One of the main benefits to heat pumps is that they’re incredibly efficient. They’re capable of running at efficiencies of over 300%, since they transfer heat rather than generate it. However, maintaining this level of efficiency is essential for heat pumps to be a worthwhile investment.
The efficiency of heat pumps depends on how hard they must work to maintain a comfortable room temperature in your home – the lower the flow temperature (the temperature water flows through your radiators), the greater the efficiency. That’s why having a bigger emitter system makes such a difference – with larger radiators and underfloor heating, the heat pump doesn’t have to operate at such a high temperature to heat your house, so the efficiency increases.
Heat pump efficiency is measured by its Coefficient of Performance (CoP), and it shows how efficiently the air source and ground source systems can heat your home under the best possible conditions. Commercial air source heat pumps can operate at a maximum CoP of 4, whereas ground source heat pumps can reach up to 5. This means that for every unit of electricity you put in, the heat pumps have the potential to produce 4 and 5 units of heat respectively.
To put this into perspective, electric heaters operate at around 100% efficiency (1 unit of electricity produces 1 unit of heat), and even brand-new oil and gas boilers only function at an efficiency of around 90%. However, given that gas is a third of the cost of electricity, heat pumps are required to work above an average efficiency of 300% to compete with conventional gas systems.
|Type of heat generator||Typical flow temperature (°C)||Fuel||Typical seasonal efficiency (%)||Capital cost (£)|
|Air to air heat pump||40||Electricity||250||Medium|
|Air to water heat pump||40||Electricity||350||Medium|
|Ground source heat pump||40||Electricity||350||High|
|High efficiency boiler, LTHW||80||Gas, LPG, oil, bio-gas and bio-oil||85||Low|
|Condensing boiler, LTHW||70||Gas, LPG, oil, bio-gas and bio-oil||90||Low|
|Combined heat and power||90||Gas, LPG, oil, bio-gas and bio-oil||Not applicable||High|
|Solar thermal||80||Solar radiation||Not applicable||Medium|
|Biomass boiler, LTHW||80||Wood chip, pellets||80||High|
|Steam boiler||170||Gas, oil, biofuels||85||High|
|M/HTHW boiler||>90||Gas, oil, biofuels||85||High|
Based on gross calorific value of fuel
Sourced from CIBSE Guide B1 : 2016
The issue with comparing heat pumps based on their CoP values is that they give unrealistic expectations of heat pump performance, as they only show the efficiency in peak conditions. During the winter when the temperature outside drops, the efficiency of air source heat pumps decreases (sometimes to around 1.5 CoP), as they must use more electricity to maintain your normal room temperature.
It’s much more beneficial to compare heat pumps based on their Seasonal Coefficient of Performance (SCoP).
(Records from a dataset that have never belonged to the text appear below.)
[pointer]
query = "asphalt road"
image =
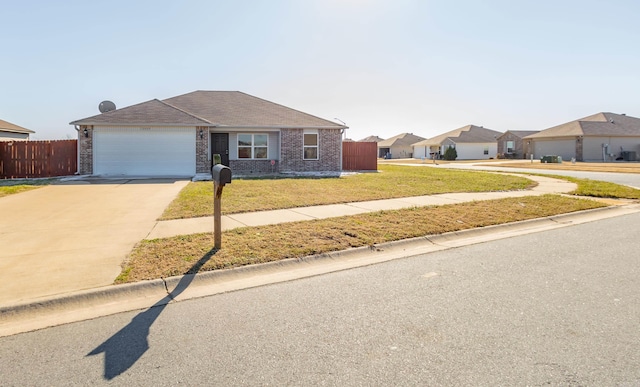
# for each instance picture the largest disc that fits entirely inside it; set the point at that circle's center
(559, 307)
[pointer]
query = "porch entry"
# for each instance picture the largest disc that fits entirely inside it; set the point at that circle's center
(220, 145)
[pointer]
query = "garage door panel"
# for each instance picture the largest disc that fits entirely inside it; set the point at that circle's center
(144, 151)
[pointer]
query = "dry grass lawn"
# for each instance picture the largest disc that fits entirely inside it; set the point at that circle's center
(622, 167)
(248, 195)
(244, 246)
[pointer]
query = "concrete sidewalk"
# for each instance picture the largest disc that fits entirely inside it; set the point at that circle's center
(169, 228)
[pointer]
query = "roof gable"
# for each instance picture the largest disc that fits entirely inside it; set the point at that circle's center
(519, 133)
(600, 124)
(211, 108)
(150, 113)
(403, 139)
(237, 109)
(13, 128)
(372, 139)
(466, 134)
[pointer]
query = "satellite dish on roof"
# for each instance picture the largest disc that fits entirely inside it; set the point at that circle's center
(106, 106)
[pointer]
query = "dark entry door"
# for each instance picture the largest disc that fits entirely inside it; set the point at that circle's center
(220, 145)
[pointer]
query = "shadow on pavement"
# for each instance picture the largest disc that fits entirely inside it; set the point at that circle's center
(126, 346)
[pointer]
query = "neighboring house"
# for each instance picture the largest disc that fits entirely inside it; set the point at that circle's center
(11, 132)
(398, 147)
(600, 137)
(179, 135)
(511, 145)
(371, 139)
(471, 143)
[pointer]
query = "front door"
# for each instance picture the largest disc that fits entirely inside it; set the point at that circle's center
(220, 145)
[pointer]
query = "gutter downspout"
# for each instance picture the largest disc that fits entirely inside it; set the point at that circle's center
(77, 128)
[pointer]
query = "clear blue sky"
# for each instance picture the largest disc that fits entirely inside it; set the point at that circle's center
(382, 66)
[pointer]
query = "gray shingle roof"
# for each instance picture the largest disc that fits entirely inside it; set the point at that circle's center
(521, 133)
(150, 113)
(372, 139)
(402, 139)
(211, 108)
(600, 124)
(466, 134)
(13, 128)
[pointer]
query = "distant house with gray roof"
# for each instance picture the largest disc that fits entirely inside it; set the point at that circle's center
(599, 137)
(371, 139)
(178, 137)
(398, 147)
(11, 132)
(512, 146)
(471, 143)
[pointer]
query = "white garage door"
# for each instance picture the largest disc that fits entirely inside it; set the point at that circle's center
(564, 148)
(144, 151)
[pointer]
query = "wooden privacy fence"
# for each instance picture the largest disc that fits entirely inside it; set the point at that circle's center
(359, 156)
(27, 159)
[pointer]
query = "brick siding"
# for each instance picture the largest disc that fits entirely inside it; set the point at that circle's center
(85, 145)
(203, 163)
(329, 151)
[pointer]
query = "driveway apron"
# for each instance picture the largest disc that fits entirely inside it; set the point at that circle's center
(73, 236)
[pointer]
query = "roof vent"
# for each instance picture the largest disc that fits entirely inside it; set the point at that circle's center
(106, 106)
The SCoP gives a true indication of heat pump efficiency because it takes seasonal change into account, giving you an average value over the whole year. The Seasonal Coefficient of Performance is also used to determine how much you’ll be receiving in RHI payments.
Seasonal change doesn’t affect the efficiency of ground source heat pumps to the same degree, as the temperature underground remains constant throughout the year (roughly 10°C), but the porousness of the ground does. If the ground underneath your garden is a thick clay-like substance, heat will not conduct very well to replace that which is absorbed through the heat pump’s pipes, so the efficiency will be reduced. That’s why the quality of the ground is taken into consideration during the survey process.
The Seasonal Coefficient of Performance does has its limits though. For instance, an immersion heater is used for supplying the house with domestic hot water (usually at an efficiency of less than 100%). If the heat pump supplies the heat for domestic hot water, the SCoP will decrease. Other areas that aren’t taken into account in the SCoP include the electricity required by the circulation pump and defrost cycles for air source heat pumps.